I play with different breads, different butters (herb (that I make), REAL, salted, not salted, sweet, etc.), but most of all, and most importantly, what goes ON the Crusty Crostini.

That is what is best about this delicious little bite (or three). THE POSSIBILITIES ARE ENDLESS.

For example, here is one that I made a wee bit ago.


Ingredients: One ripe avocado (ready to eat/devour), one Heirloom Tomato, Cilantro, good Olive Oil, salt, your favorite baguette, butter, lemon juice

Now, the reason that this is so good, aside of course the delicious topping, is the bread (zee crostini).

I used a “Rustic” baguette from a local bakery. It’s basically fresh French bread, in baguette form, and I think it works perfectly.

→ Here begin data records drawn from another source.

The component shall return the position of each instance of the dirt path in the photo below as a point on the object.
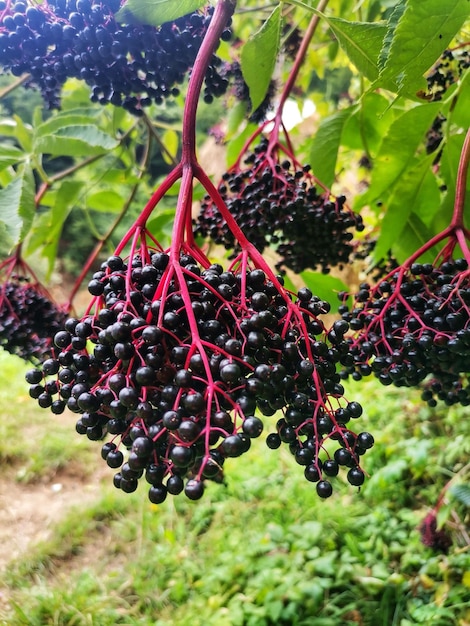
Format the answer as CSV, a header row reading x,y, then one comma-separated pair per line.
x,y
27,512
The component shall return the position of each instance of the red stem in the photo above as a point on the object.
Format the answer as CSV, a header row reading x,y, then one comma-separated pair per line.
x,y
461,184
222,13
300,56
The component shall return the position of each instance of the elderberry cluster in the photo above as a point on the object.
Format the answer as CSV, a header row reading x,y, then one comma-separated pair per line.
x,y
28,320
125,65
280,205
174,359
413,329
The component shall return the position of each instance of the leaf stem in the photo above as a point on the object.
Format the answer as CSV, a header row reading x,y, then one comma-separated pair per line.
x,y
461,185
301,53
222,13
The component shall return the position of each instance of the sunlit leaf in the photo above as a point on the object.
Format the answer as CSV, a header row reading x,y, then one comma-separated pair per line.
x,y
156,12
423,31
362,42
17,205
325,146
397,150
258,57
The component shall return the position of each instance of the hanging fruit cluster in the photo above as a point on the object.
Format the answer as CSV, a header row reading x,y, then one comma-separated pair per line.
x,y
179,362
176,358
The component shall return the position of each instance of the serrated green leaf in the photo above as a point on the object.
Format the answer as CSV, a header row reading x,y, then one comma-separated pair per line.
x,y
392,23
62,121
325,145
17,205
170,140
24,134
325,286
368,124
449,164
9,155
156,12
47,227
258,57
460,111
362,42
412,238
422,33
397,150
78,140
105,201
417,192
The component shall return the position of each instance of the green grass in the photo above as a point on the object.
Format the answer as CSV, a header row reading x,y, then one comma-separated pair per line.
x,y
263,550
34,444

To begin, chop up your tomato. You may leave the seeds in  if you like. I did in order to increase the intense flavor that a perfectly ripe Heirloom tomato brings to the dish; but if you do not like them, or think the have the texture of “monkey brains” (Thank you Pops), then taking them out will not hurt a thing.

So, chop up your tomato and set it aside in a bowl big enough to mix everything together (there’s not that much stuff, so it doesn’t need to be huge). Next, set about chopping your cilantro. You don’t need a lot, but the kick that it adds is wonderful, so I encourage you do use it. Add the cilantro to your tomatoes and gather your avocado. Halve, twist, dice, and scoop out the innards of your ‘cado into the bowl with everything.

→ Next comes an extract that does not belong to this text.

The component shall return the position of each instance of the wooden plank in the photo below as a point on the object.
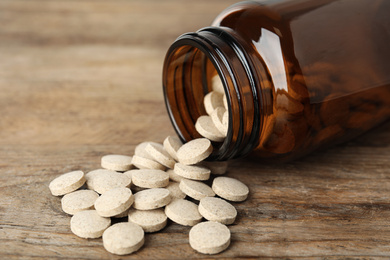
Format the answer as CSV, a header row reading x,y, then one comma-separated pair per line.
x,y
80,79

LIGHTLY dowse it with your handy-dandy olive oil and a pinch of salt. The salt is important. It not only brings out the velvety taste of the avocado, but it lends itself to improving and exaggerating the textures of the tomato.  At this point in time, take a tiny bit of lemon juice (if you have an actual lemon to squeeze it out of, that’s optimal) and cover your mixture with it. This will help prevent your avocado from turning brown. Cover the mixture tightly and place in the ‘fridge.

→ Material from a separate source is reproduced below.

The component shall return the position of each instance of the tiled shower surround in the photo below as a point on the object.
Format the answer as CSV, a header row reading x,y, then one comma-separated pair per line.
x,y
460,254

Getting to your crostinis. Slice your bread however you want yours to look. I did mine at and angle, but it really doesn’t matter if it’s just you and you don’t care what it looks like! Regardless, it’ll taste the same and it’ll taste delicious. Once your bread is sliced, heat a frying pan on medium heat with about 1/3 cup of butter. Do more or less depending on, well, what you want, but that’s about how much I used. Remember to always be checking it, your butter that is. Burnt butter is gross and we don’t want that happening, now do we?

All the butter is nice and melted. Place your slices in the pan… now, be patient. It takes about two minutes on each side… We are looking for a golden brown color on our bread. A beautiful, crispy, buttery crostini us what we are after.

Retrieve your perfect crostinis, take your mix out of the refrigerator, and top generously.